The reason Straczynski doesn’t dwell on Babylon 5 is that he wants to tell us about life after that show, including the three fallow years where everything he wrote was rejected: and he nearly quit writing. But Straczynski had long been interested in the story of Christine Collins, whose struggle to determine what happened to her son in 1920s Los Angeles ultimately led to exposing massive corruption in the Los Angeles Police Department.

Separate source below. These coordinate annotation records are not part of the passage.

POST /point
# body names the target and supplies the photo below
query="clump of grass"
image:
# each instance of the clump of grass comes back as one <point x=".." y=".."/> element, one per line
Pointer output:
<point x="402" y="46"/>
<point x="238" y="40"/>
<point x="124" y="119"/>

Straczynski submitted his script to his agent in 2006. The agent sold the script to Ron Howard for $650,000, and Howard passed the script on to Clint Eastwood. Straczynski describes his meeting with Eastwood, when Eastwood to promised to film Straczynski’s script exactly as he wrote it.
Changeling appeared in 2008, but after the sale of his spec script in 2006, Straczynski’s plate was full, with credits on five other movies and stints as the lead writer on Spider-Man and Superman. A script he wrote on the friendship between Sir Arthur Conan Doyle and Harry Houdini (which hasn’t been produced) sold for a million dollars. But the point of Straczynski’s readable and informative memoir is to tell writers that however successful you may become, there will always be lumps and down periods in your career which you will need to overcome.
“We have no control over who beats us up or knocks us down, or the obstacles that stand us and our dreams,” Straczynski concludes. “But we have absolute control over how we choose to respond.”
So the answer to how to deal with rejection or a closed door, Straczynski writes, is a simple one: “get up and keep fighting.”
 Thanks to able bookseller Michael J. Walsh for selling me a copy at the 2021 Capclave.
 The book in the episode was changed to “The Nameless Book.”